After exhausting all other attacks, a cracker would start brute forcing. On the assumption they'd start from "a", my password of "aa1" would be cracked faster than, say, "ba1", and that faster than, say, "za1".
This password was very long so this question is more theoretical than practical. (Unless password lengths are limited, of course...) Are my assumptions right about brute-forcing and passwords?
It would seem that it depends on how exactly the attacker is going to bruteforce your password. However, my opinion is that in the end it doesn't matter.
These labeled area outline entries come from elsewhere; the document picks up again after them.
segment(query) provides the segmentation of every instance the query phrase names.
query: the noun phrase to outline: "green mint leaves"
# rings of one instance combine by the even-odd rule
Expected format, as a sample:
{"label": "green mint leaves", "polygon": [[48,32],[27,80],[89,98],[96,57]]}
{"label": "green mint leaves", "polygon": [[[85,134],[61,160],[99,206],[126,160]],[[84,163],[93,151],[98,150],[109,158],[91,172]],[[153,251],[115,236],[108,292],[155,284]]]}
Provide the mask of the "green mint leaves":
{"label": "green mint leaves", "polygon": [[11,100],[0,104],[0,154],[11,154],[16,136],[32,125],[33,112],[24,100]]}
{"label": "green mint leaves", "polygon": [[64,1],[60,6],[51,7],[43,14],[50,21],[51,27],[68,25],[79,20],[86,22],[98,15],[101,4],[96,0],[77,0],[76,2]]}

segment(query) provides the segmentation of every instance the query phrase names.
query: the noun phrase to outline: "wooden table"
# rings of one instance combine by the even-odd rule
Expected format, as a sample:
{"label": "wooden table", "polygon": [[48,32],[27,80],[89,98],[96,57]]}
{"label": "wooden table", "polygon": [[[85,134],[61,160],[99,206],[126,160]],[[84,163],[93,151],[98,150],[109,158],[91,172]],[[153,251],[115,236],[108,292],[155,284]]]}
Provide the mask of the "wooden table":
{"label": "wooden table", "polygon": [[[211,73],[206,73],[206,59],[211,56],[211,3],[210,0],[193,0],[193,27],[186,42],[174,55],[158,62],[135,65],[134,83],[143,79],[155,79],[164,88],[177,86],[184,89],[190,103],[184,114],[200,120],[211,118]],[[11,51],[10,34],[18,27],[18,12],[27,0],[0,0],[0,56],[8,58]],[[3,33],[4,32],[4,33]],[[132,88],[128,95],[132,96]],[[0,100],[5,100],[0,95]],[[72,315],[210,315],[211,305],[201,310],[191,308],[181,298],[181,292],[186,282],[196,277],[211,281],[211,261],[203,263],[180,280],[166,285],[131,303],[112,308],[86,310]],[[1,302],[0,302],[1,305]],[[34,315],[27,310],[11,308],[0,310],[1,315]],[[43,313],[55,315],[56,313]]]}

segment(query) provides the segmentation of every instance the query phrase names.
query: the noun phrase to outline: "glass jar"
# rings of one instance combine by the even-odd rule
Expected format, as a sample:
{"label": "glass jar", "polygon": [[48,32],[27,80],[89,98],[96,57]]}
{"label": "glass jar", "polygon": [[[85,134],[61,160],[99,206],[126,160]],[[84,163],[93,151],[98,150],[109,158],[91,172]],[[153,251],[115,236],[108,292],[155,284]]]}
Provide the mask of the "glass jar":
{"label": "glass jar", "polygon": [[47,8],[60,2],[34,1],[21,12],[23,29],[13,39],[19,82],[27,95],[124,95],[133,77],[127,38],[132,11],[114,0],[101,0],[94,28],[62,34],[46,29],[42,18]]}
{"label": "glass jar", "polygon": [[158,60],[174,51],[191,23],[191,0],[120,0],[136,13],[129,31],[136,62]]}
A serious attacker will never start from the beginning in alphanumeric order, from aaaaaaaa to 99999999, unless they know they can do that in a reasonable time. If that's going to take them a thousand years, why should they use that method, knowing they will necessarily have to stop at, say, cccccccc? But if the attacker knows that they can try all the possibilities in a reasonable time, then it doesn't matter whether your password is among the first combinations or among the last, because in the end they will find it anyway (in a reasonable time).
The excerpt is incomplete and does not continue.